Enfin, la discussion s’est orientée vers la question cruciale de la formation des journalistes face à l’intelligence artificielle. Ahmed Hamdi, membre fondateur de l’ATMEDIA, a rappelé la nécessité d’accompagner les professionnels des médias par des programmes de formation continue. L’adoption des outils d’IA requiert de nouvelles compétences que les cursus traditionnels ne couvrent pas toujours, et le coût élevé des logiciels spécialisés constitue un obstacle supplémentaire pour de nombreux journalistes et petites rédactions.
À ce sujet, le journaliste Hassen Tahri, a insisté sur l’importance de la formation autodidacte. Face à l’absence, au retard ou à la difficulté d’intégrer ces compétences dans le parcours académique classique, il a souligné que le développement personnel et l’auto-formation deviennent essentiels pour rester compétitif et pertinent dans le paysage médiatique en pleine mutation.

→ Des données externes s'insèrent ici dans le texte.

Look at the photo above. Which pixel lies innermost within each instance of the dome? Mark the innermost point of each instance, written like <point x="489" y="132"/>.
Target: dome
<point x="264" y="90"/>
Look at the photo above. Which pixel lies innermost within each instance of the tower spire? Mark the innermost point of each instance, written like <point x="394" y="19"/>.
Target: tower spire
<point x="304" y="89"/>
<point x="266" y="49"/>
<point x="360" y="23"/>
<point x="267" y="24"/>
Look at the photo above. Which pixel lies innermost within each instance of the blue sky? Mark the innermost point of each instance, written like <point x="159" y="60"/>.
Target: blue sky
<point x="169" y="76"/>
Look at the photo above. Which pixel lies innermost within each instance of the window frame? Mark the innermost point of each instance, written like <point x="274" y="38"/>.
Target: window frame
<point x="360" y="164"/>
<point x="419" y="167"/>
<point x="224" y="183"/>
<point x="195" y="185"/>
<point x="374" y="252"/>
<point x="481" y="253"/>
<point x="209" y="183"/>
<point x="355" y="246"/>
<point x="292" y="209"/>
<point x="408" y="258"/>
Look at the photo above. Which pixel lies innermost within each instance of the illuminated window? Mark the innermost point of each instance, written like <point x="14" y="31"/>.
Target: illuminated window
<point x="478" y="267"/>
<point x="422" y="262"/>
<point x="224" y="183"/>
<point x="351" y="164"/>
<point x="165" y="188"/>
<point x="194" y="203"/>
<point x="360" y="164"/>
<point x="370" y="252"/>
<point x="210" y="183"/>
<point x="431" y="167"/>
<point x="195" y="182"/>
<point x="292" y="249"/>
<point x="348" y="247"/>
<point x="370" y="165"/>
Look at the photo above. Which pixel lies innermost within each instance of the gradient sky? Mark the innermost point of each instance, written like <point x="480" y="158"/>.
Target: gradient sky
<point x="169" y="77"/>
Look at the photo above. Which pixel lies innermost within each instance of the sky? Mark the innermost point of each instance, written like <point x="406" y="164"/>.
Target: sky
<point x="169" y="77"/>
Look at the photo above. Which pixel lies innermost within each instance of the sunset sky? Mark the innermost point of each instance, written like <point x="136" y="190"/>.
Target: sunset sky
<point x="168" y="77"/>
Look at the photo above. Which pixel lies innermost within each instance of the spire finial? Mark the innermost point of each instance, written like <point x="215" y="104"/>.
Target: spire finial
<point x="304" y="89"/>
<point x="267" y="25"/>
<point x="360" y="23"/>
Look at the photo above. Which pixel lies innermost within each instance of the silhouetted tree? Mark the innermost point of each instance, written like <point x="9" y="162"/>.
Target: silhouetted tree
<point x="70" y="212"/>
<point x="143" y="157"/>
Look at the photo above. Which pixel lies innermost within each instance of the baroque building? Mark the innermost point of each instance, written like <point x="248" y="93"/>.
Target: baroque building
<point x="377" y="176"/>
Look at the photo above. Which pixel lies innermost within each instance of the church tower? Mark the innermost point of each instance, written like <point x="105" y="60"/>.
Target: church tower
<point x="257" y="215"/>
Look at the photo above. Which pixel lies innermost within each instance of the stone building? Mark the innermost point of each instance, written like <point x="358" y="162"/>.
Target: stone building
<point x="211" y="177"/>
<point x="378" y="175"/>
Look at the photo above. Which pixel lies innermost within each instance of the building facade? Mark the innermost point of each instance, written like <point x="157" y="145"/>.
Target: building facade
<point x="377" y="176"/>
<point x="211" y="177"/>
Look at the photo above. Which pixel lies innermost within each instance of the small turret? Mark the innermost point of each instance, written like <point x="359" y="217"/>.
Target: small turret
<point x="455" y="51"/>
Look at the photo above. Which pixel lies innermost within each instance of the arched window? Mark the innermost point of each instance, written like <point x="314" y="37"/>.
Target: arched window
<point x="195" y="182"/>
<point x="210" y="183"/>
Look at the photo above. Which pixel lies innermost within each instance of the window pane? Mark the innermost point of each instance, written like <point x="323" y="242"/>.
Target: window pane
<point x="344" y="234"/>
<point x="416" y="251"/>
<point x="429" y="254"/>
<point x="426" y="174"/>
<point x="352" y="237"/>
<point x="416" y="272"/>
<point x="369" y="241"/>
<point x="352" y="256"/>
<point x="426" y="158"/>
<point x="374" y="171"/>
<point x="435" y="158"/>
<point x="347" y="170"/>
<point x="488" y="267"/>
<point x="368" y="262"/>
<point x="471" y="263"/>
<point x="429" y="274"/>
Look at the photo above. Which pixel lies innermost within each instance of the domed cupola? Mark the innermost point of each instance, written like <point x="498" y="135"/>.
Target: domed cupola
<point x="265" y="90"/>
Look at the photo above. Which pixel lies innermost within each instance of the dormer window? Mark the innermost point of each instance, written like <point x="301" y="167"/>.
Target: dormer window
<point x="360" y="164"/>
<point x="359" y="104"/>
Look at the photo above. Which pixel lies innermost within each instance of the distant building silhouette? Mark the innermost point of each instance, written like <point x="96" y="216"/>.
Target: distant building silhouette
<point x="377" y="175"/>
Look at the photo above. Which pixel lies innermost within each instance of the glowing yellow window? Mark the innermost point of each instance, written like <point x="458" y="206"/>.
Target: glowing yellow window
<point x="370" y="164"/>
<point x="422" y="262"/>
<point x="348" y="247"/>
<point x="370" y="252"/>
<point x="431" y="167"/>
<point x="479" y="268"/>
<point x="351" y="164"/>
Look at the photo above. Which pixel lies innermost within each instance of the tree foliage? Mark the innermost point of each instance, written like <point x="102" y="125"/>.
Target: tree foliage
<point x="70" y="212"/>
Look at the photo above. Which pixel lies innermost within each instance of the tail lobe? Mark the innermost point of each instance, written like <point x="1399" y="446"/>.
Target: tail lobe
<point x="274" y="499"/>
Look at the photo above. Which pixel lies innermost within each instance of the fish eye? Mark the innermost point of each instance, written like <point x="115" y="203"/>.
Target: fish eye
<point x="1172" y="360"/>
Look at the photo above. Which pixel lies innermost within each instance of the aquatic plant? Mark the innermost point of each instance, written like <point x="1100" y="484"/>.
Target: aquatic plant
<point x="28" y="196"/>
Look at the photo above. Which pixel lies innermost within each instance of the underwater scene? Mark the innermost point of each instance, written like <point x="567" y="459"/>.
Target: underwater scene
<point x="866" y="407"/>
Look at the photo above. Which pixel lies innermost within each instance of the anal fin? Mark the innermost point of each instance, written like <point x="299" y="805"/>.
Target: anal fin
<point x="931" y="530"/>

Par ailleurs, Abdelssalem Zbidi, professeur de philosophie, spécialiste de la philosophie de l’intelligence, a rappelé le lien étroit entre l’IA et l’informatique dans les modèles économiques mondiaux modernes, soulignant que la compréhension et l’adoption de ces technologies ne sont pas seulement des enjeux techniques, mais également stratégiques pour la viabilité économique et l’innovation dans le secteur des médias.
Un journalisme appelé à se réinventer
Au terme des discussions, un constat s’impose : l’intelligence artificielle ne remplacera pas le journalisme, mais elle transformera profondément ses pratiques. Les médias tunisiens se trouvent aujourd’hui à un moment charnière. Ignorer cette mutation reviendrait à se condamner à l’obsolescence. Mais adopter ces technologies sans réflexion éthique et stratégique pourrait également fragiliser la crédibilité de l’information.
Le défi consiste donc à trouver un équilibre entre innovation technologique et responsabilité professionnelle, car l’avenir du journalisme tunisien dépendra de sa capacité à intégrer l’intelligence artificielle tout en préservant ce qui fait son essence : la rigueur, l’indépendance et la confiance du public.